While the corporation as a whole reported a pre-tax loss of $165 million in 2016, U.S. Steel Europe, which is now comprised solely of USSK, registered pre-tax earnings of $185 million, the U.S. Steel website states.
USSK produced almost 4.5 million tonnes of steel, up 3 percent y/y, the Košice daily Korzár reported on February 22. Production capacities were used at 99 percent.
“Published results prove that the Košice plant was built in the right place, has good production and excellent workers,” Slovak businessman Peter Kamarás told Korzár. Kamarás negotiated the sale of the Serbian steelmaker to Hesteel. “It [Košice plant] will be a golden egg for anybody that will want to invest into it.”
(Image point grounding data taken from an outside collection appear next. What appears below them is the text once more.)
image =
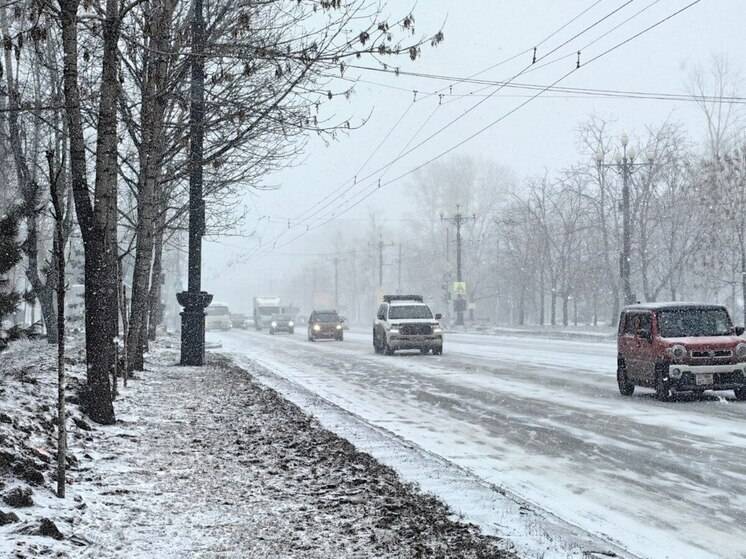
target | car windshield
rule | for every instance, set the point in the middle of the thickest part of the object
(326, 317)
(268, 310)
(409, 311)
(694, 322)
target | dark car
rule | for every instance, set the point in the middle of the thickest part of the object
(680, 347)
(282, 323)
(325, 325)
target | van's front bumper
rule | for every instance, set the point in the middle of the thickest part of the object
(728, 376)
(397, 341)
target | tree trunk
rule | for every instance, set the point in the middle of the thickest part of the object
(152, 122)
(155, 312)
(98, 219)
(58, 248)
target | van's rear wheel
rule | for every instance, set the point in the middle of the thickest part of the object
(662, 390)
(626, 388)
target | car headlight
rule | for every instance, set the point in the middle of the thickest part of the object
(678, 352)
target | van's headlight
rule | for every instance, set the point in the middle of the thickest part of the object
(678, 352)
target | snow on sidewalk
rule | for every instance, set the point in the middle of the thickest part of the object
(204, 462)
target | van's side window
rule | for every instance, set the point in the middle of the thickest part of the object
(645, 323)
(382, 312)
(630, 320)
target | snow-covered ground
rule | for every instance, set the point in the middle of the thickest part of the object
(203, 462)
(542, 418)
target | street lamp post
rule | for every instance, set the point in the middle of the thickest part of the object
(625, 164)
(194, 300)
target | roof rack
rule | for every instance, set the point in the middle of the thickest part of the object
(389, 298)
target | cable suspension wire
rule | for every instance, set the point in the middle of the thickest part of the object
(499, 87)
(544, 40)
(518, 107)
(581, 92)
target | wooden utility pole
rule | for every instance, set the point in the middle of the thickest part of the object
(458, 219)
(336, 283)
(399, 262)
(194, 300)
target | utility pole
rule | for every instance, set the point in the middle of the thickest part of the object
(625, 165)
(354, 286)
(381, 246)
(459, 219)
(194, 300)
(398, 290)
(336, 283)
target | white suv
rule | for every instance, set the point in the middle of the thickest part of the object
(406, 322)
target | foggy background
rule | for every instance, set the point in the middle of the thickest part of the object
(539, 139)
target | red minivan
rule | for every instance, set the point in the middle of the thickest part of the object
(680, 347)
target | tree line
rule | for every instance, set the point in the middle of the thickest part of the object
(95, 98)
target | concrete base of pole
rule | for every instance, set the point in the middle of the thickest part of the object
(193, 326)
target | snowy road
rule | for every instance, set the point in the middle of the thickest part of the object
(543, 418)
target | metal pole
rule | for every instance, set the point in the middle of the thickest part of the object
(194, 300)
(459, 278)
(336, 283)
(399, 280)
(380, 263)
(627, 231)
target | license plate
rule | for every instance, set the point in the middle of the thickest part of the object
(704, 379)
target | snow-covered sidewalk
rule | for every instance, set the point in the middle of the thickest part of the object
(204, 462)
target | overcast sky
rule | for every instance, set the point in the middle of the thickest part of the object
(538, 136)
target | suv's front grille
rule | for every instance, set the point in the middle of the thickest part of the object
(415, 329)
(710, 354)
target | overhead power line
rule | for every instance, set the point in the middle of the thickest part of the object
(543, 41)
(515, 109)
(576, 91)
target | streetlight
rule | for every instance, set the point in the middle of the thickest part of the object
(625, 164)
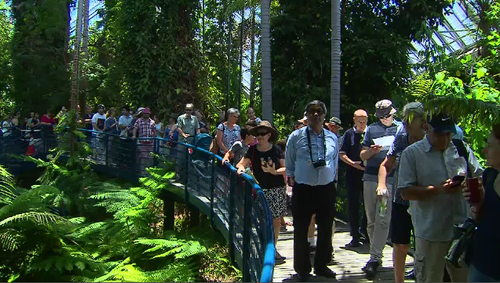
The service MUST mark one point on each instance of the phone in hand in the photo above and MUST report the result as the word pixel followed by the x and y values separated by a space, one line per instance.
pixel 458 180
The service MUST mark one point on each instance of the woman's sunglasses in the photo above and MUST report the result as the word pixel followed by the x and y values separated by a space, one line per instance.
pixel 261 134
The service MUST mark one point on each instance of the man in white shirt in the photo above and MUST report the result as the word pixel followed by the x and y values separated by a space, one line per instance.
pixel 99 146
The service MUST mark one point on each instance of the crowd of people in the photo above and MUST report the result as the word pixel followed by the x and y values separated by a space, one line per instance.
pixel 415 176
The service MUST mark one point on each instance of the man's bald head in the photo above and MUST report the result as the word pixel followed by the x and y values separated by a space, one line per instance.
pixel 360 113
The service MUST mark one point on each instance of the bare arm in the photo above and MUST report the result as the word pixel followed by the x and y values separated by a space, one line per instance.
pixel 220 135
pixel 369 152
pixel 242 165
pixel 385 168
pixel 229 154
pixel 348 161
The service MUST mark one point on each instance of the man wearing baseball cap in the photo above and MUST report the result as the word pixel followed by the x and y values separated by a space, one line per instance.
pixel 144 127
pixel 377 204
pixel 425 177
pixel 334 125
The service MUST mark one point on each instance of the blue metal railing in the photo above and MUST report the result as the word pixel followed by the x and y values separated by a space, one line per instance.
pixel 234 204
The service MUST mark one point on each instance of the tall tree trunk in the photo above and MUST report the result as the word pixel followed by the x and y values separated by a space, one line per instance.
pixel 83 81
pixel 267 95
pixel 252 59
pixel 240 88
pixel 336 57
pixel 76 55
pixel 229 50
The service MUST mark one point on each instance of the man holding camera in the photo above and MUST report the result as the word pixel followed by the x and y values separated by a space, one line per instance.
pixel 432 175
pixel 311 165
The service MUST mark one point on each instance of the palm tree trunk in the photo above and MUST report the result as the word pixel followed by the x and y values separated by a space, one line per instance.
pixel 267 95
pixel 252 59
pixel 85 44
pixel 336 60
pixel 229 50
pixel 76 55
pixel 242 25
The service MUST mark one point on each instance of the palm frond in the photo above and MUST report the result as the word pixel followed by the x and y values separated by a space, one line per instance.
pixel 486 113
pixel 10 239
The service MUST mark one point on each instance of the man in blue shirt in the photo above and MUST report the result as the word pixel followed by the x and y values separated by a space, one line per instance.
pixel 378 138
pixel 311 164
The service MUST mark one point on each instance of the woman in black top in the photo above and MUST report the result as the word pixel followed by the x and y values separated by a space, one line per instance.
pixel 268 165
pixel 485 262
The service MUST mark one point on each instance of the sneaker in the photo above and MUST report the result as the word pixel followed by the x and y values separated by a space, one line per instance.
pixel 410 274
pixel 371 269
pixel 353 244
pixel 312 248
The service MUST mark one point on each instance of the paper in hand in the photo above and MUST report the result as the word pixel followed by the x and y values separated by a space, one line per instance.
pixel 384 142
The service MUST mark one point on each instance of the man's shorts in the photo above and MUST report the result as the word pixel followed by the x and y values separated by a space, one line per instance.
pixel 401 224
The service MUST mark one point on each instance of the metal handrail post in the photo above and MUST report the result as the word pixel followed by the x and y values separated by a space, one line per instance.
pixel 212 190
pixel 246 231
pixel 232 183
pixel 186 175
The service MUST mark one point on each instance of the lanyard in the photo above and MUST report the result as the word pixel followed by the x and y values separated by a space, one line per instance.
pixel 310 147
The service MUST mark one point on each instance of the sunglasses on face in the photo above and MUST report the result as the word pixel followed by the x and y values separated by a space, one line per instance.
pixel 313 111
pixel 261 134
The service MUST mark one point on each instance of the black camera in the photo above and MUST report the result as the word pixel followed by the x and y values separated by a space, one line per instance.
pixel 319 163
pixel 462 238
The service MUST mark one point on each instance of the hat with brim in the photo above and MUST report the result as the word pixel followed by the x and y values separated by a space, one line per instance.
pixel 442 123
pixel 172 115
pixel 384 108
pixel 334 121
pixel 139 111
pixel 268 127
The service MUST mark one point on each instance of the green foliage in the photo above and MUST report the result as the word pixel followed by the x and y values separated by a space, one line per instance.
pixel 376 39
pixel 40 54
pixel 6 31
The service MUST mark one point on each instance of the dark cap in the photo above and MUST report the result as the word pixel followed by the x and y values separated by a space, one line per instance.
pixel 316 103
pixel 442 123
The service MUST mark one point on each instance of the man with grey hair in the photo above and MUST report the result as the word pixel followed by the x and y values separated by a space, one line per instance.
pixel 188 125
pixel 414 130
pixel 429 180
pixel 311 163
pixel 377 140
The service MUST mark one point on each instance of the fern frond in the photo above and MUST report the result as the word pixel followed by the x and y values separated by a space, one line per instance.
pixel 7 194
pixel 41 218
pixel 10 239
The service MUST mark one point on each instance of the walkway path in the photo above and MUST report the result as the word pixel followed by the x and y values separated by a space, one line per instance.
pixel 347 263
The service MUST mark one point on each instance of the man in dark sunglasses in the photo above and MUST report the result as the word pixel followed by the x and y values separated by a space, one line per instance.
pixel 311 164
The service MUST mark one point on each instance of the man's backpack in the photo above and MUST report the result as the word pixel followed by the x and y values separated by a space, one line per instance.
pixel 463 152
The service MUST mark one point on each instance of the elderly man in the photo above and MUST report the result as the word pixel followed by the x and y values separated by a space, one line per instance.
pixel 414 123
pixel 188 125
pixel 311 160
pixel 350 154
pixel 378 138
pixel 144 128
pixel 426 178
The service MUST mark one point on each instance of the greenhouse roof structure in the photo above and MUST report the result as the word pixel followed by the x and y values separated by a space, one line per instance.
pixel 456 34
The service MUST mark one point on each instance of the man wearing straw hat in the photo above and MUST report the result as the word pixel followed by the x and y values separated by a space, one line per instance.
pixel 311 164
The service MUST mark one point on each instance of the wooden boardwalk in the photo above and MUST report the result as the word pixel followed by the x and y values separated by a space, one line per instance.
pixel 347 262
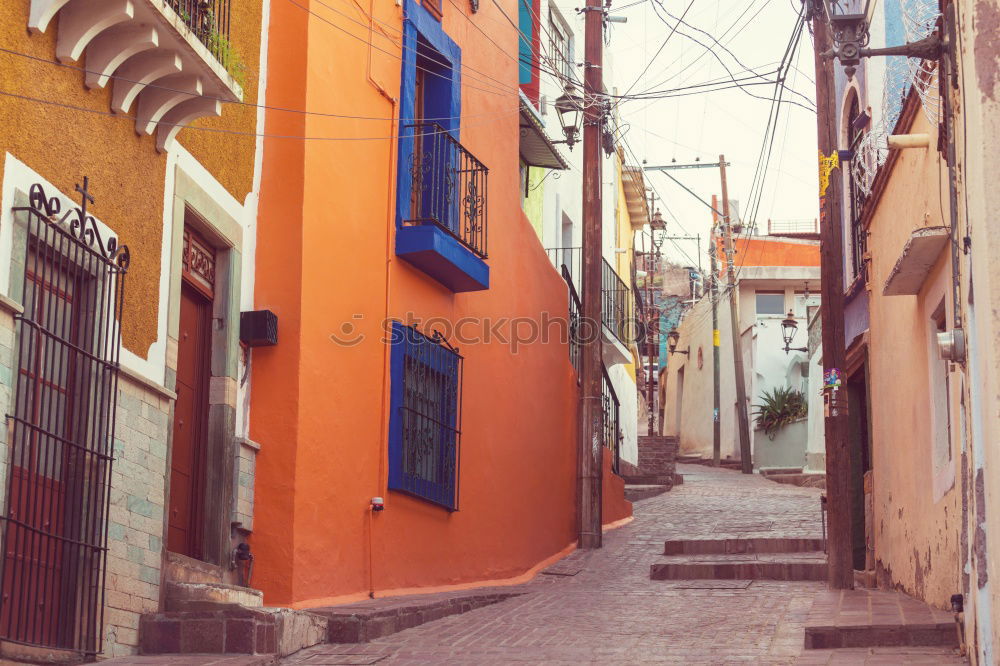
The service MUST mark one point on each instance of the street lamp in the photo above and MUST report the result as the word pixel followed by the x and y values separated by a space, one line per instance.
pixel 788 330
pixel 850 21
pixel 657 223
pixel 569 106
pixel 672 338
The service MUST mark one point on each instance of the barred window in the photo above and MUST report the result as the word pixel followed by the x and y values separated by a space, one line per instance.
pixel 425 419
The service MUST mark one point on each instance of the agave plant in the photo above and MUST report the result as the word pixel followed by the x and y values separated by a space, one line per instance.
pixel 779 408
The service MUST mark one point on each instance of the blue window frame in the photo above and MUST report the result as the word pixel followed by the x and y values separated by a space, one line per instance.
pixel 425 416
pixel 441 187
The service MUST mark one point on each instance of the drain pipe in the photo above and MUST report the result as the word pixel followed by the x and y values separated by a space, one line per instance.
pixel 374 506
pixel 958 607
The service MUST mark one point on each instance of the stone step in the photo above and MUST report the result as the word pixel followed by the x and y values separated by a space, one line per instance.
pixel 876 618
pixel 881 656
pixel 231 630
pixel 635 491
pixel 365 621
pixel 778 566
pixel 180 596
pixel 739 545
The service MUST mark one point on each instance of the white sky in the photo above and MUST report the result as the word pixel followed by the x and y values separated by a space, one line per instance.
pixel 709 124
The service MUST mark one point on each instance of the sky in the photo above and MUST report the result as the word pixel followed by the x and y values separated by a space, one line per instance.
pixel 731 122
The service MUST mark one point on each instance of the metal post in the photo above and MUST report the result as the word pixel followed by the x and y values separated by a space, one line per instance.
pixel 838 488
pixel 742 418
pixel 592 426
pixel 716 423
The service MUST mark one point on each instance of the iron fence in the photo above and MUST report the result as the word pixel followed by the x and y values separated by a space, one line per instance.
pixel 616 296
pixel 209 21
pixel 61 427
pixel 448 186
pixel 574 321
pixel 612 428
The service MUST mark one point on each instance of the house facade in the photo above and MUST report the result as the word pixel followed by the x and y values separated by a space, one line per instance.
pixel 130 184
pixel 776 275
pixel 417 422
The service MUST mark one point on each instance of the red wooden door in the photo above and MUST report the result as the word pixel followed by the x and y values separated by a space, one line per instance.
pixel 187 463
pixel 33 554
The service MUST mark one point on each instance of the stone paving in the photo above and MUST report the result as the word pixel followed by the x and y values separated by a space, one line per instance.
pixel 611 612
pixel 604 608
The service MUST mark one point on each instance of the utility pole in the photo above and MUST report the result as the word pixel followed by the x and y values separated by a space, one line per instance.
pixel 592 426
pixel 742 418
pixel 838 489
pixel 716 423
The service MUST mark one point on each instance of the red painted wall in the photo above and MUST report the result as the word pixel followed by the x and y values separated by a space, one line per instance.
pixel 319 409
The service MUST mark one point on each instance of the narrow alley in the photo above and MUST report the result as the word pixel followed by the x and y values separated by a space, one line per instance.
pixel 601 606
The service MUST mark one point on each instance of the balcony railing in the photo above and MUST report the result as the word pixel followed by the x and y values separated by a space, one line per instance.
pixel 617 303
pixel 209 21
pixel 448 186
pixel 609 399
pixel 612 428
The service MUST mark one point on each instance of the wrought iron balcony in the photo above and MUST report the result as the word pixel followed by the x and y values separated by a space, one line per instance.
pixel 448 187
pixel 169 60
pixel 617 299
pixel 209 21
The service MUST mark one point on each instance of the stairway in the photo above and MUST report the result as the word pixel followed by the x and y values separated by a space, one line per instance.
pixel 741 559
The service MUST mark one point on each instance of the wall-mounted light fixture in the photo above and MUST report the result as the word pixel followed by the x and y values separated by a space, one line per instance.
pixel 788 330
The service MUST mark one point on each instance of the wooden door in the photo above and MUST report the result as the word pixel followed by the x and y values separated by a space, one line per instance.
pixel 33 586
pixel 187 462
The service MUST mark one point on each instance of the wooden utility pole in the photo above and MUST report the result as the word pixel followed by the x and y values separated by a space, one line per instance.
pixel 592 426
pixel 838 488
pixel 742 418
pixel 716 421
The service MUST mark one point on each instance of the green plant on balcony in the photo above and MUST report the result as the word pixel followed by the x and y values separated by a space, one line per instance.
pixel 781 406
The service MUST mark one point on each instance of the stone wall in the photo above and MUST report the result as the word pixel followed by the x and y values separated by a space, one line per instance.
pixel 657 461
pixel 136 517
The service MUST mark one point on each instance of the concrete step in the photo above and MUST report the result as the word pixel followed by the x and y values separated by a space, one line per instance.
pixel 184 569
pixel 365 621
pixel 635 491
pixel 912 656
pixel 231 630
pixel 180 596
pixel 876 618
pixel 765 566
pixel 734 546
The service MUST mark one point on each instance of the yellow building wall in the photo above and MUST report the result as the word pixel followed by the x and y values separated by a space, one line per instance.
pixel 83 138
pixel 917 504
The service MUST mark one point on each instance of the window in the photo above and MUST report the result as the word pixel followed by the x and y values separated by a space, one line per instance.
pixel 770 303
pixel 560 47
pixel 940 393
pixel 425 419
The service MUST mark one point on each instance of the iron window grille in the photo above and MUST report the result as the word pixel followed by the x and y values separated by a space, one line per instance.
pixel 612 429
pixel 62 427
pixel 209 21
pixel 425 427
pixel 859 241
pixel 448 186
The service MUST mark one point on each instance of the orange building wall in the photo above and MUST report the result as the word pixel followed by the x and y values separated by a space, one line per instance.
pixel 318 409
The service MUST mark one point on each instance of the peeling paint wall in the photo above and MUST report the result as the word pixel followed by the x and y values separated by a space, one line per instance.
pixel 916 501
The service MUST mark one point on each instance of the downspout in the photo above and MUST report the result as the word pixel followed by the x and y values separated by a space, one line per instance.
pixel 389 224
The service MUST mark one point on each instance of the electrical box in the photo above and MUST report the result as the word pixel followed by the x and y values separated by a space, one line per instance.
pixel 259 328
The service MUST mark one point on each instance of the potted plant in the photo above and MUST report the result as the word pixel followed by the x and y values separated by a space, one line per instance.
pixel 779 408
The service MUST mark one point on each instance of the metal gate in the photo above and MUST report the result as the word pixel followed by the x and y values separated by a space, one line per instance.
pixel 61 426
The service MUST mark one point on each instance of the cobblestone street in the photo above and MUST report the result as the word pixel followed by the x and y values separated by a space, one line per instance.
pixel 605 609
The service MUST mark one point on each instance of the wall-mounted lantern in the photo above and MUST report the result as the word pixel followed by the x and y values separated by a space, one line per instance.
pixel 569 106
pixel 850 21
pixel 788 330
pixel 672 339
The Slovak government is informed
The Slovak government is informed about the plans of the American owners as well as the potential Chinese buyers.
On February 13, Economy Minister Peter Žiga, Vice PM for investments and informatisation Peter Pellegrini and Finance Minister Peter Kažimír met with representatives of USSK to discuss the future of USSK. The meeting took place on the basis of the memorandum from 2013 based on which the government gets regular information about the situation and development in USSK, the TA3 news channel reported. The government refused to give details about the talks. But Žiga said that the promise by USSK that the Slovak government would participate in talks about the sale of USSK is still valid. Allegedly, also potential Chinese investors attended the meeting.
“We will protect strategic interests of Slovakia and the Košice region and we insist on keeping the employment and production of steel in Košice, regardless of who the owner is,” Žiga told TA3.
After a meeting of coalition parties on February 21, PM Fico said that the state has no instrument to prevent the American owners from selling USSK, but that the state cares about good cooperation with a possible new owner.
“If the Americans shake hands with any new owner, we want to sit there and say: we want to agree with you upon this, this and this,” said Fico as cited by the SITA newswire. “Maybe we will also open the question: Will you let us in? Maybe we will want to have somebody in supervisory bodies; we will want to speak with the new owner about the future operation of the plant.”
Finance Minister Peter Kažimír (Smer) said in reference to talks with representatives of U.S. Steel, the state and potential buyers after his working visit to Košice on February 24 that the ownership change at Košice steel mill could represent a new and positive development for the city. Kažimír specified that the state carries out the role of an intermediary between the Košice region and the steel mill’s existing and potential future owners. He added that the government is kept informed about unfolding developments regarding the sale.